If you have accumulated a lot of bad debt it can be quite a frightening experience. You might have bought new furniture for your living room, a new car, or some other consumer item that has placed you in debt. Luckily there are strategies you can use to get out of debt. Many people build a mental brick between their savings and investment accounts and the consumer debt accounts. This can actually be a mistake because it means that you are not looking at your finances wholistically. In many cases, it is a perfectly rational strategy to use you savings to minimise your consumer debts. This strategy can be particularly effective where you have a high interest credit card debt or a high interest car loan or other type of personal loan that is costing you a lot in interest.
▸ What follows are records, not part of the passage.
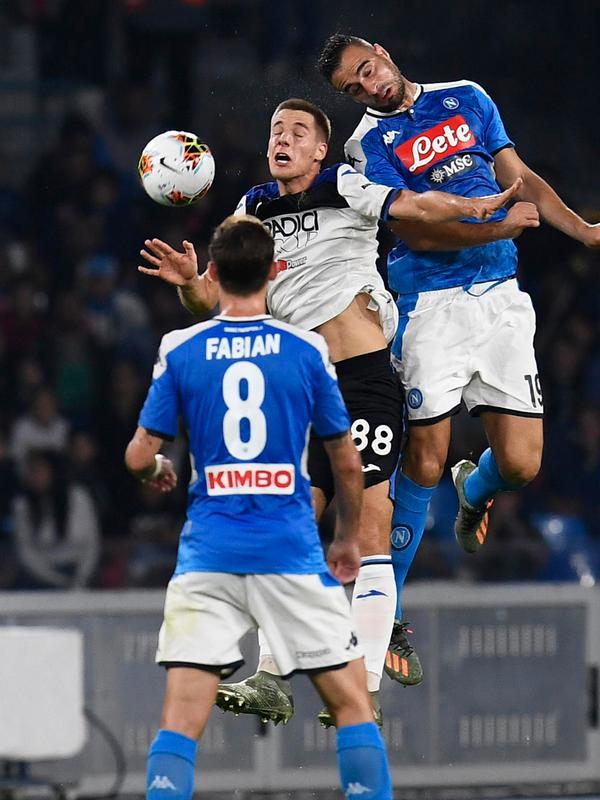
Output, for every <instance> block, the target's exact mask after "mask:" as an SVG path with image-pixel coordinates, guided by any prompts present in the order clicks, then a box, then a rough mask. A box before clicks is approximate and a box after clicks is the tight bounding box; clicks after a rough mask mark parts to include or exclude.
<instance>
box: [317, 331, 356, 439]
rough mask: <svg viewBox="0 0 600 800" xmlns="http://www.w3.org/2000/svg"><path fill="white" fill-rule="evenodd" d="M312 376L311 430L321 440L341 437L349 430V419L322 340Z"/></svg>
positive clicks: (318, 352) (335, 378) (318, 348)
mask: <svg viewBox="0 0 600 800" xmlns="http://www.w3.org/2000/svg"><path fill="white" fill-rule="evenodd" d="M319 338H321V337H319ZM313 375H314V384H313V385H314V392H315V394H314V406H313V416H312V426H313V430H314V432H315V434H316V435H317V436H318V437H319V438H321V439H334V438H336V437H338V436H342V435H343V434H344V433H346V431H348V430H349V429H350V417H349V416H348V411H347V410H346V406H345V404H344V401H343V399H342V395H341V394H340V389H339V386H338V382H337V376H336V373H335V367H334V366H333V364H332V363H331V360H330V358H329V349H328V347H327V345H326V344H325V340H324V339H323V340H322V344H321V343H319V345H318V346H317V349H316V350H315V353H314V357H313Z"/></svg>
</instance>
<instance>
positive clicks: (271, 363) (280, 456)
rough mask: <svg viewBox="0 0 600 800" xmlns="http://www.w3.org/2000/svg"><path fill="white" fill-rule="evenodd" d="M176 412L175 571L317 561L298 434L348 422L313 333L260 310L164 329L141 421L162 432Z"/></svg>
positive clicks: (286, 564)
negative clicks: (180, 496) (181, 508)
mask: <svg viewBox="0 0 600 800" xmlns="http://www.w3.org/2000/svg"><path fill="white" fill-rule="evenodd" d="M179 413H181V416H182V417H183V421H184V424H185V427H186V430H187V434H188V437H189V443H190V451H191V456H192V459H193V464H194V467H195V472H196V474H195V475H194V479H193V482H192V483H191V484H190V488H189V505H188V519H187V522H186V524H185V526H184V528H183V531H182V535H181V542H180V549H179V556H178V564H177V570H176V571H177V573H182V572H188V571H192V570H194V571H196V570H199V571H219V572H221V571H223V572H289V573H305V572H320V571H322V570H323V569H324V568H325V567H324V562H323V555H322V548H321V545H320V542H319V537H318V531H317V528H316V523H315V519H314V513H313V510H312V505H311V495H310V485H309V479H308V473H307V470H306V450H307V442H308V433H309V429H310V426H311V424H313V425H314V427H315V431H316V432H317V434H319V435H321V436H335V435H339V434H341V433H343V432H344V431H345V430H347V429H348V427H349V421H348V417H347V413H346V410H345V408H344V406H343V403H342V401H341V398H340V397H339V391H338V389H337V381H336V380H335V372H334V371H333V368H332V367H331V365H330V364H329V360H328V353H327V348H326V345H325V343H324V340H323V339H322V337H320V336H318V335H317V334H314V333H310V332H305V331H299V330H298V329H295V328H292V326H289V325H286V324H285V323H281V322H277V321H275V320H273V319H272V318H271V317H269V316H267V315H263V316H259V317H252V318H241V317H231V318H226V317H217V318H215V319H213V320H211V321H209V322H205V323H200V324H199V325H194V326H192V327H191V328H188V329H186V330H183V331H174V332H172V333H170V334H167V336H165V337H164V339H163V342H162V344H161V349H160V353H159V361H158V362H157V365H156V366H155V370H154V375H153V385H152V388H151V390H150V393H149V395H148V400H147V401H146V405H145V406H144V409H143V410H142V414H141V417H140V424H141V425H142V426H144V427H145V428H147V429H149V430H151V431H154V432H156V433H157V434H158V435H161V436H163V437H168V436H172V435H174V434H175V433H176V427H177V416H178V414H179Z"/></svg>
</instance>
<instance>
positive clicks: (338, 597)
mask: <svg viewBox="0 0 600 800" xmlns="http://www.w3.org/2000/svg"><path fill="white" fill-rule="evenodd" d="M248 603H249V608H250V611H251V613H252V616H253V617H254V619H256V621H257V622H258V624H259V626H260V628H261V630H262V631H263V633H264V634H265V636H266V638H267V641H268V642H269V644H270V646H271V652H272V654H273V657H274V659H275V661H276V662H277V664H278V666H279V668H280V670H281V672H282V674H283V675H289V674H291V673H293V672H307V671H308V672H310V671H311V670H315V669H328V668H332V667H339V666H341V665H344V664H346V663H347V662H348V661H353V660H354V659H356V658H360V657H361V656H362V650H361V648H360V647H359V645H358V642H357V639H356V635H355V633H354V628H353V621H352V612H351V609H350V603H349V602H348V598H347V597H346V592H345V591H344V588H343V587H342V586H341V584H340V583H339V582H338V581H337V580H336V579H335V578H333V577H332V576H331V575H330V574H329V573H328V572H324V573H322V574H306V575H290V574H285V575H273V574H271V575H249V576H248Z"/></svg>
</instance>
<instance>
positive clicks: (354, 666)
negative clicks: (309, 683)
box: [311, 659, 373, 726]
mask: <svg viewBox="0 0 600 800" xmlns="http://www.w3.org/2000/svg"><path fill="white" fill-rule="evenodd" d="M311 680H312V682H313V684H314V685H315V687H316V689H317V691H318V692H319V694H320V695H321V698H322V699H323V701H324V702H325V704H326V705H327V707H328V708H329V710H330V711H331V713H332V714H333V715H334V717H335V720H336V724H337V725H338V726H342V725H359V724H361V723H362V722H372V721H373V708H372V705H371V700H370V698H369V694H368V691H367V674H366V670H365V666H364V661H363V660H362V659H359V660H356V661H351V662H350V663H349V664H347V665H346V666H345V667H343V668H342V669H337V670H328V671H326V672H318V673H315V674H314V675H312V676H311Z"/></svg>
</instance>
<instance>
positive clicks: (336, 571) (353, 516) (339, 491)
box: [323, 433, 363, 583]
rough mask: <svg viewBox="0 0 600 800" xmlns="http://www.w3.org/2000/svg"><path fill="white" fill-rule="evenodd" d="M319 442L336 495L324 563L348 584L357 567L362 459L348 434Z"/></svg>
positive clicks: (331, 571) (361, 504)
mask: <svg viewBox="0 0 600 800" xmlns="http://www.w3.org/2000/svg"><path fill="white" fill-rule="evenodd" d="M323 445H324V447H325V450H326V452H327V456H328V457H329V461H330V463H331V471H332V473H333V480H334V484H335V498H336V520H335V532H334V538H333V542H332V543H331V545H330V546H329V550H328V552H327V563H328V564H329V568H330V569H331V572H332V574H333V575H335V577H336V578H337V579H338V580H339V581H340V582H341V583H349V582H350V581H353V580H354V579H355V578H356V576H357V575H358V570H359V568H360V551H359V548H358V540H357V537H358V531H359V523H360V512H361V508H362V496H363V475H362V462H361V459H360V456H359V454H358V451H357V449H356V447H355V446H354V442H353V441H352V438H351V436H350V433H346V434H344V435H343V436H342V437H340V438H337V439H326V440H324V442H323Z"/></svg>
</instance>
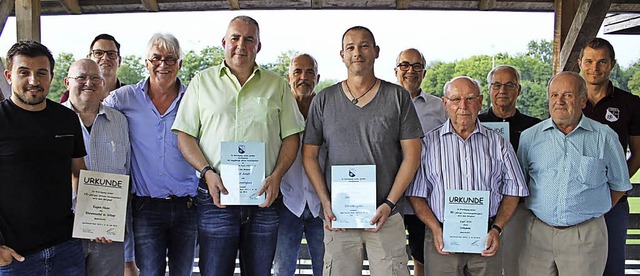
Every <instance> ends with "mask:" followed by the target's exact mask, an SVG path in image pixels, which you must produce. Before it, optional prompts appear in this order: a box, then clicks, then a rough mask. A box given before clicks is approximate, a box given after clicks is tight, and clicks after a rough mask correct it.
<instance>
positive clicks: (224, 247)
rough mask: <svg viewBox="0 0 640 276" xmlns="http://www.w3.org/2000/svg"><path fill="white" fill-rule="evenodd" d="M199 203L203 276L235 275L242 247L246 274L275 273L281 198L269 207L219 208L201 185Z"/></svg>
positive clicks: (241, 271) (256, 275) (243, 259)
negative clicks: (278, 220)
mask: <svg viewBox="0 0 640 276" xmlns="http://www.w3.org/2000/svg"><path fill="white" fill-rule="evenodd" d="M201 185H202V183H201ZM195 203H196V205H197V206H198V208H197V210H198V242H199V243H200V261H199V262H198V265H199V267H200V274H201V275H215V276H228V275H233V274H234V270H235V267H236V265H235V263H236V261H235V260H236V256H237V254H238V250H240V254H239V258H240V270H241V272H242V275H246V276H259V275H264V276H267V275H271V264H272V262H273V257H274V255H275V249H276V242H277V238H278V209H279V208H280V206H281V205H282V201H281V199H276V201H274V202H273V204H271V206H270V207H267V208H259V207H257V206H226V208H218V207H216V206H215V205H213V199H212V198H211V195H209V191H207V190H206V189H204V188H202V187H198V195H197V196H196V199H195Z"/></svg>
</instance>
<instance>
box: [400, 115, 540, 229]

Obviously when you reduce your debts you also reduce your savings but thinking about it from the perspective of your total net worth which is measured by comparing your assets with your liabilities. With most people’s personal finances, the returns that they are earning on their investments is lower than the amounts that they are losing to interest repayments. If you pay off your consumer loans or credit cards which might be charged at 12% interest this is most likely to be beneficial because investments generally only earn between 5 and 10% return per year. Although you may earn more by investing in a hot stock tip or a piece of real estate, there is always a risk associated with investments with high rates of return so paying off your debts is usually the less risky option in the long run.
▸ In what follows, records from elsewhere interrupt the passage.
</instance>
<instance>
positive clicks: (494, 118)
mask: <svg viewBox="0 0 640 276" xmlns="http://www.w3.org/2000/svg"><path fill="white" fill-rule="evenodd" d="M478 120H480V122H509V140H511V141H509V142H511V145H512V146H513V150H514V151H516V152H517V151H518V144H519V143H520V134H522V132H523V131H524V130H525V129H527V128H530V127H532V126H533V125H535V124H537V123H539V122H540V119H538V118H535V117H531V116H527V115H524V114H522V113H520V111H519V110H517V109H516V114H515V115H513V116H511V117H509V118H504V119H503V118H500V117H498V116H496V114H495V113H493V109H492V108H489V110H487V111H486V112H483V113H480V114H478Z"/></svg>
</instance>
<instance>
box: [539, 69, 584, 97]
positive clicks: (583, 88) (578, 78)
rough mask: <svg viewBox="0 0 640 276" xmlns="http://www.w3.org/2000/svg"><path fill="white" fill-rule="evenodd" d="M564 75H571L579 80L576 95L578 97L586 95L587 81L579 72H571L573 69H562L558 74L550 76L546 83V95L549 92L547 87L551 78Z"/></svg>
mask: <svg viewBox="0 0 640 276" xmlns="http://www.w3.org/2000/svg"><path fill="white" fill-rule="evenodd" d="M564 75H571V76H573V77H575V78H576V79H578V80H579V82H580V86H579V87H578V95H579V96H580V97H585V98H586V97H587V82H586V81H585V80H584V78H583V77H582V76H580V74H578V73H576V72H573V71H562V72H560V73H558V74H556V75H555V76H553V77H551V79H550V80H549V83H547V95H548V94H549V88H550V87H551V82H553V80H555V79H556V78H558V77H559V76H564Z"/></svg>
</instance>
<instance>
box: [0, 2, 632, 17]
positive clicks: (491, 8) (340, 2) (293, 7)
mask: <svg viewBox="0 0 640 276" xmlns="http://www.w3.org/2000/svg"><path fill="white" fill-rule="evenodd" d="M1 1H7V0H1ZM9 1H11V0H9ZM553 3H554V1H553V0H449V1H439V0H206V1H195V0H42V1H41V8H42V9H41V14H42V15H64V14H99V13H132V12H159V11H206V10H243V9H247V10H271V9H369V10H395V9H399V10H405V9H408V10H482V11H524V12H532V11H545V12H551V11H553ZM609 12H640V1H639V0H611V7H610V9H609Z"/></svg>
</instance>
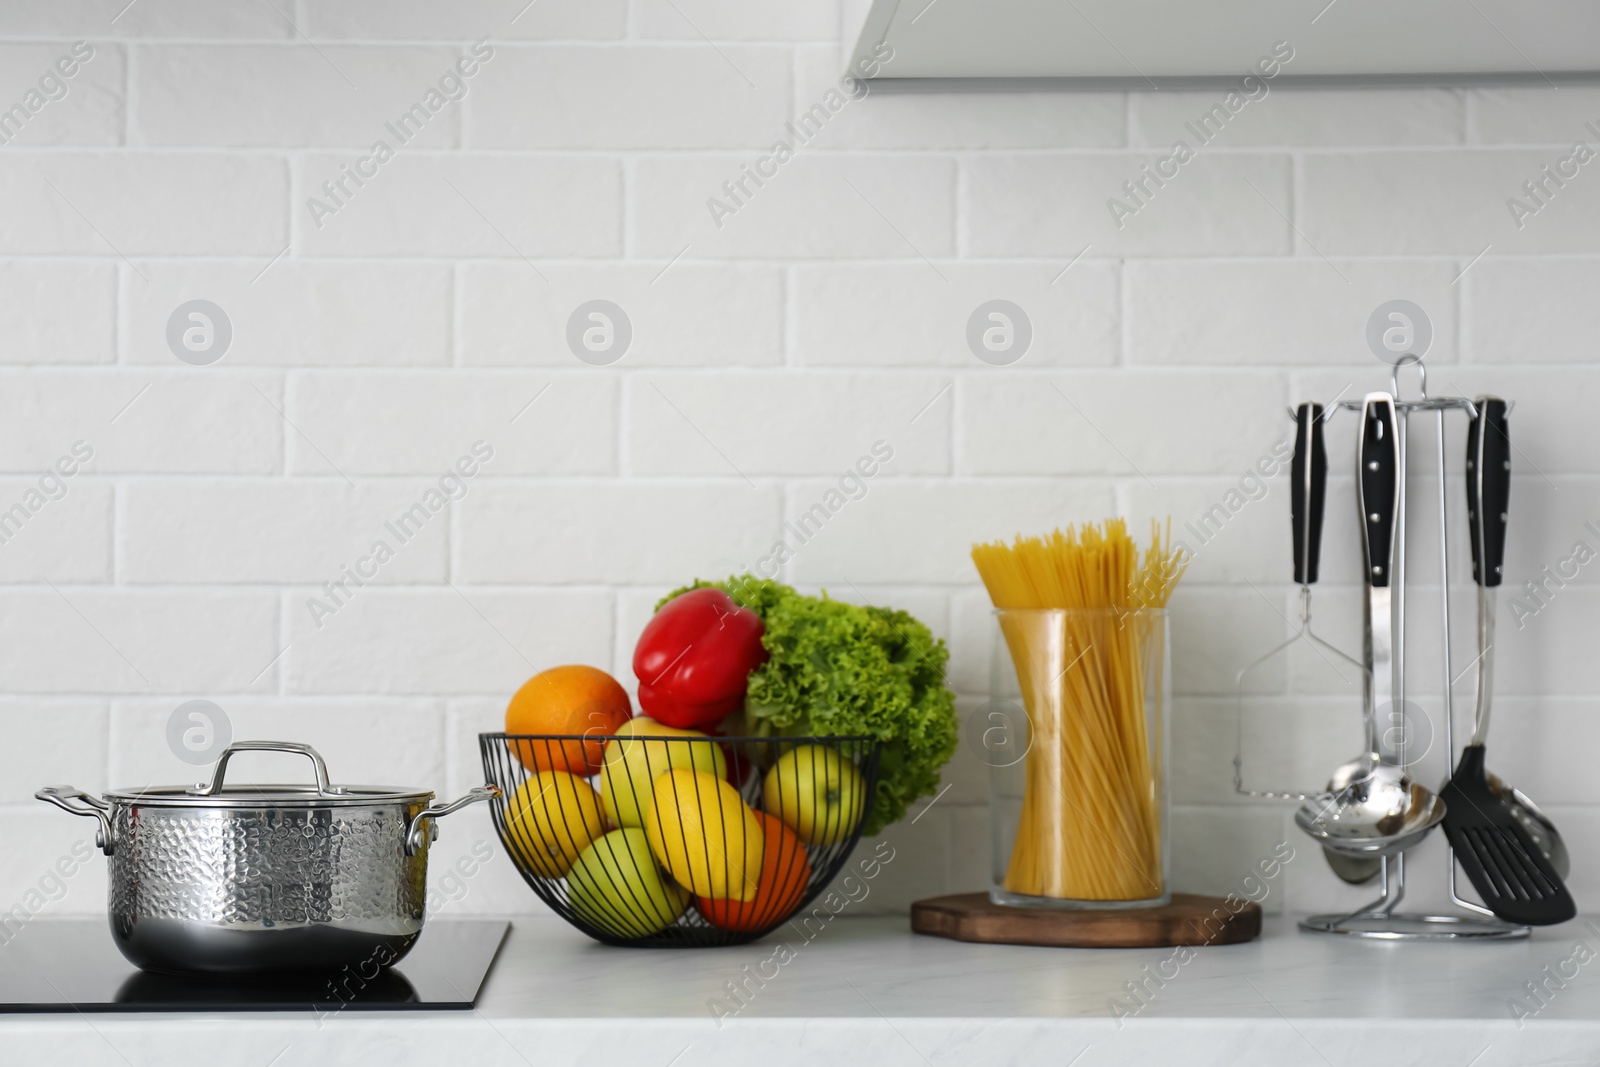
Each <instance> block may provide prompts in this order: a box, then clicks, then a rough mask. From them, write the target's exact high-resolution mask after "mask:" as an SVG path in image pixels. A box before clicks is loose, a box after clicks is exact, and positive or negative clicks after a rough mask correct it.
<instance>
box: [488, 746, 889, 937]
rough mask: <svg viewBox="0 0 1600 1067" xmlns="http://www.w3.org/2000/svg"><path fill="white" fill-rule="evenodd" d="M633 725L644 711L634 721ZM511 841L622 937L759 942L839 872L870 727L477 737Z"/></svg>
mask: <svg viewBox="0 0 1600 1067" xmlns="http://www.w3.org/2000/svg"><path fill="white" fill-rule="evenodd" d="M634 721H635V723H638V721H640V720H634ZM478 747H480V750H482V753H483V773H485V776H486V777H488V781H490V782H493V784H496V785H499V787H501V790H504V792H502V793H501V797H499V798H496V800H493V801H491V803H490V811H491V813H493V817H494V829H496V830H498V832H499V838H501V843H502V845H504V846H506V851H507V854H509V856H510V859H512V862H514V864H515V867H517V870H518V872H520V873H522V877H523V880H525V881H526V883H528V885H530V886H531V888H533V891H534V893H536V894H538V896H539V899H541V901H544V902H546V904H549V905H550V909H554V910H555V912H557V913H558V915H560V917H562V918H565V920H566V921H568V923H571V925H573V926H576V928H578V929H581V931H584V933H586V934H589V936H590V937H594V939H595V941H602V942H605V944H611V945H650V947H710V945H736V944H746V942H749V941H755V939H758V937H763V936H765V934H768V933H771V931H773V929H776V928H778V926H781V925H782V923H786V921H789V918H790V917H794V915H795V913H797V912H800V910H802V909H805V907H806V905H808V904H811V901H813V899H816V896H818V894H819V893H822V889H824V888H826V886H827V885H829V881H832V880H834V875H837V873H838V870H840V869H842V867H843V865H845V861H848V859H850V853H851V849H853V848H854V846H856V841H858V840H861V827H862V824H864V822H866V817H867V813H869V811H870V809H872V800H874V795H875V790H877V782H878V760H880V757H882V745H880V742H877V741H874V739H870V737H707V736H693V734H691V736H670V734H664V733H662V734H658V733H643V731H642V733H622V734H618V736H595V734H478Z"/></svg>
One strategy you can use in your personal finances to work toward the goal of paying off your consumer debts is to compare the credit products that you are using at the moment. An example is a credit card. Credit cards now have a bewildering array of various interest rates, features, awards programs annual fee regimes and cash back incentives. If you analyse your spending patterns and your ability to pay off your existing consumer debts you can often work out a better deal on your credit card by finding a product that suits you better. This may involve leveraging a good credit history or it may involve observing that you hardly ever travel meaning that you do not need a card with frequent flyer miles which translates into a lower interest rate that benefits you. One of the complicated things to work out is how to compare all of the products out there. There are a number of credit card comparison tools available now which can assist with this process.